As the popularity of online gambling continues to explode—not just in mobile-first India, but also globally—amid the ongoing coronavirus lockdowns, one important question lingers: when is the right time to regulate the industry?

Regulation, market oversight 'absent' in India: study

A new research carried out by H2 Gambling Capital on behalf of The International Betting Integrity Association (IBIA) placed 20 jurisdictions with different regulatory and licensing models, judging them based on five key criteria—unlimited licensing, competitive GGR tax, wide product offering, integrity provisions and balanced parameters—and awarding points out of 100. India and Australia are the only jurisdictions examined among the Asia-Pacific markets, and the study finds that India is at the bottom of the list with only nine out of 100 points.

"Regulation and market oversight, notably consumer protection, therefore remains absent across much of India," according to the study. "This has allowed related criminal activity the opportunity to flourish and continues to occupy the time of law enforcement bodies."

Analysts at SevenJackpots echo the same sentiment. In their latest research, aptly titled "When Should an Industry Regulate," the researchers point out how the country's "total regulatory uncertainty makes planning and investment difficult."

For law firm Touchstone Partners, there is hope for the sector. The law firm is currently reviewing the legal landscape of online gambling in India in partnership with ENV Media, and it sees the opportunities that the rapidly growing market can provide.

"We are hopeful that the Indian regulatory framework will be amended to encourage additional participation, not least because as a country we have much to gain from regulating activities such as gambling and betting," said Uday Walia, partner at Touchstone Partners.
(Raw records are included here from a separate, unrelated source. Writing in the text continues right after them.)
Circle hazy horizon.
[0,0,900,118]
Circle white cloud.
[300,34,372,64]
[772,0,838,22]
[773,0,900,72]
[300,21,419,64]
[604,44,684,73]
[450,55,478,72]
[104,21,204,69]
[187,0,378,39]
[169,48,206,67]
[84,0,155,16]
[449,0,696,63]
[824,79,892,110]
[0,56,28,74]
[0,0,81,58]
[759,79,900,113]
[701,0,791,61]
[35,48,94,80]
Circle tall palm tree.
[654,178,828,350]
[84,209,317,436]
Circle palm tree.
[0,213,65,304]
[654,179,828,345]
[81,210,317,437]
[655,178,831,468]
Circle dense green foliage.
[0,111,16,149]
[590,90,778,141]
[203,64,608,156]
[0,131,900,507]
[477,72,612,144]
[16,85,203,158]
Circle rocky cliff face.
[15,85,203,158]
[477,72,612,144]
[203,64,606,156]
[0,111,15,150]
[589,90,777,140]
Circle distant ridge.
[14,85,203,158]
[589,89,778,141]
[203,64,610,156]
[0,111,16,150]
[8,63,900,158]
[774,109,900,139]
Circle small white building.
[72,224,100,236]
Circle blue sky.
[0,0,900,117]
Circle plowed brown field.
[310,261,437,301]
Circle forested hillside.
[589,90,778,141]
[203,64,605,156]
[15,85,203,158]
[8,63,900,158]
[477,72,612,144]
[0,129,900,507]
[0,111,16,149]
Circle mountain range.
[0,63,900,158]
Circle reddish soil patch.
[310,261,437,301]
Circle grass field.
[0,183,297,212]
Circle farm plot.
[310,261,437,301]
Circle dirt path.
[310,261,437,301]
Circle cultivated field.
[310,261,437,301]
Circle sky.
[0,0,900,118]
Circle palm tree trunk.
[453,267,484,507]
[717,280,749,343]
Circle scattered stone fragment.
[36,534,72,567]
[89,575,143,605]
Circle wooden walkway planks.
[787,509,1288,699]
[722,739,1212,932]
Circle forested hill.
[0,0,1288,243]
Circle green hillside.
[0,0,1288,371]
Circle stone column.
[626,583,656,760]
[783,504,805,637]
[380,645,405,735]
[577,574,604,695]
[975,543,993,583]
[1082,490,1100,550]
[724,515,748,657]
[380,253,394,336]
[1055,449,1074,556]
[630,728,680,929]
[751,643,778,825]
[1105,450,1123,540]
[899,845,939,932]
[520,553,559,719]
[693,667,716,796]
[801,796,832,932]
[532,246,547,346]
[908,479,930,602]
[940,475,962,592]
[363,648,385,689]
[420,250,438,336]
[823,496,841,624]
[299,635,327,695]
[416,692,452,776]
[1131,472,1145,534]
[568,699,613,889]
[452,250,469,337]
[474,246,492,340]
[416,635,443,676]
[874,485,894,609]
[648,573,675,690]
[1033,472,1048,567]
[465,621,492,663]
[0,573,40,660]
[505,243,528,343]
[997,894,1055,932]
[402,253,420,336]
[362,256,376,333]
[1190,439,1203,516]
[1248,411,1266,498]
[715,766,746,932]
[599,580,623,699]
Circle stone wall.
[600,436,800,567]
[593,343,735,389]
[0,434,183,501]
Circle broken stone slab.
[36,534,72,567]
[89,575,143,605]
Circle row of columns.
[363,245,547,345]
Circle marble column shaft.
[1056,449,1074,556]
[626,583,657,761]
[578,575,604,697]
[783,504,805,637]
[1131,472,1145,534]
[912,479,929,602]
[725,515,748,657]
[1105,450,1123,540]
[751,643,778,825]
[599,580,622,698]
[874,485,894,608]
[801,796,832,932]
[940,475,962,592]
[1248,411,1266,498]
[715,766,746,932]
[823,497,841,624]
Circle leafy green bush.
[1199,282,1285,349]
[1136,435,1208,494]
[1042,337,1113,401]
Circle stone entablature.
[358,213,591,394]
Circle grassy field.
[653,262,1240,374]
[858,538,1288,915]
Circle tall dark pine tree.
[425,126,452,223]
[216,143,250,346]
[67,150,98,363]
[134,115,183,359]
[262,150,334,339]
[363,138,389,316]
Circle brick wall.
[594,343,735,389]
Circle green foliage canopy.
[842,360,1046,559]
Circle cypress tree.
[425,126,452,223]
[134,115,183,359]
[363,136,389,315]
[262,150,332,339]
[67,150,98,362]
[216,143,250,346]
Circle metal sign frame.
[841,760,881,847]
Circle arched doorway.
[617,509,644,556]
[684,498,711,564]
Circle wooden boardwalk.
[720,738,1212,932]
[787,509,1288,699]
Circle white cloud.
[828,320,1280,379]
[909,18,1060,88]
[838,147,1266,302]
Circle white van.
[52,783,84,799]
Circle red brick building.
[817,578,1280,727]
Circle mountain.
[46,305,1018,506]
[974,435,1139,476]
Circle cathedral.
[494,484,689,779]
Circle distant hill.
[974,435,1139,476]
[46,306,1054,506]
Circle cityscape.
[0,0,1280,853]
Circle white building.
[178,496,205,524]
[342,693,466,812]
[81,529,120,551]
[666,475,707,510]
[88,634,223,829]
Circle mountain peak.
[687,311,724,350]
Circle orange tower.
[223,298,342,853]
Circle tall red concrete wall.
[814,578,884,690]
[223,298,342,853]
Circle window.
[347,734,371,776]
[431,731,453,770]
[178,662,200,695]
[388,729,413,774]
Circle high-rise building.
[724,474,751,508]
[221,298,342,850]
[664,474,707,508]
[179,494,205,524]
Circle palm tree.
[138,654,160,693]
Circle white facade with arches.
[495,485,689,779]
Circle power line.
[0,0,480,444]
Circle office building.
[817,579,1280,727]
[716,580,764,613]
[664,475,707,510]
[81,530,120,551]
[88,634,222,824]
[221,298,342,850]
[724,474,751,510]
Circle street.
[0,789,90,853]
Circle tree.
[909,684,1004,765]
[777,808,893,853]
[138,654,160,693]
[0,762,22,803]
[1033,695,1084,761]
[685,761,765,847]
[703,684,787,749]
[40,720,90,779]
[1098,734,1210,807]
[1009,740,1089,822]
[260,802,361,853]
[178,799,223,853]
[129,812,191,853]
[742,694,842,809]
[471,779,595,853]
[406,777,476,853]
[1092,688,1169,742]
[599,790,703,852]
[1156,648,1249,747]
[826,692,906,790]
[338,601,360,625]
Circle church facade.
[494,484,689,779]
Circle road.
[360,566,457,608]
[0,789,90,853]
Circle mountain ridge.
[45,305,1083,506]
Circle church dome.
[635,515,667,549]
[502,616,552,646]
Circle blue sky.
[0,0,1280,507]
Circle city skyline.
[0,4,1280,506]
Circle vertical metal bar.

Regulation addresses unresolved issues around taxation

"A regulated market is better than an illegally functioning one," according to the SevenJackpots research.

By regulating the gambling market, the government guarantees consumer protection, which can ultimately lead to great things for the country—including tax collection.

The tax situation in India remains largely unclear. The tax regime's requirements and categories are based on the outdated Public Gaming Act of 1867, with a number of legislative acts serving as other bases of India's gambling taxation. There's also Section 115BB of the Income Tax Act of 1961, which specifies that any winnings from lotteries, crossword puzzles, race betting, card games like Andar Bahar, Teen Patti, online rummy, and other games, as well as gambling or betting of any form or nature has a flat rate of 30% tax.

Then, there's the standardized goods and services tax (GST), which places a 28% tax rate on all entertainment events and services including casinos and race courses, and their related services. Recently, however, the government convened a group of ministers (GoM) to "examine the issue of valuation of services provided by casinos, race courses, and online gambling portals like Purewin and taxability of certain transactions in a casino, with reference to the current legal provisions and orders of courts."

With India's betting market estimated to be at INR 9,50,000 crore and online gaming is calculated to be worth INR 20,500 crore, there's no denying that a transparent regulation will bring benefits to India's coffers.

As the SevenJackpots report points out, "Examples of effective gambling regulation are found easily: licensing, taxation, and monitoring come first. Corruption and lobbying need to be rooted out with precise legal definitions, altogether raising consumer protection standards."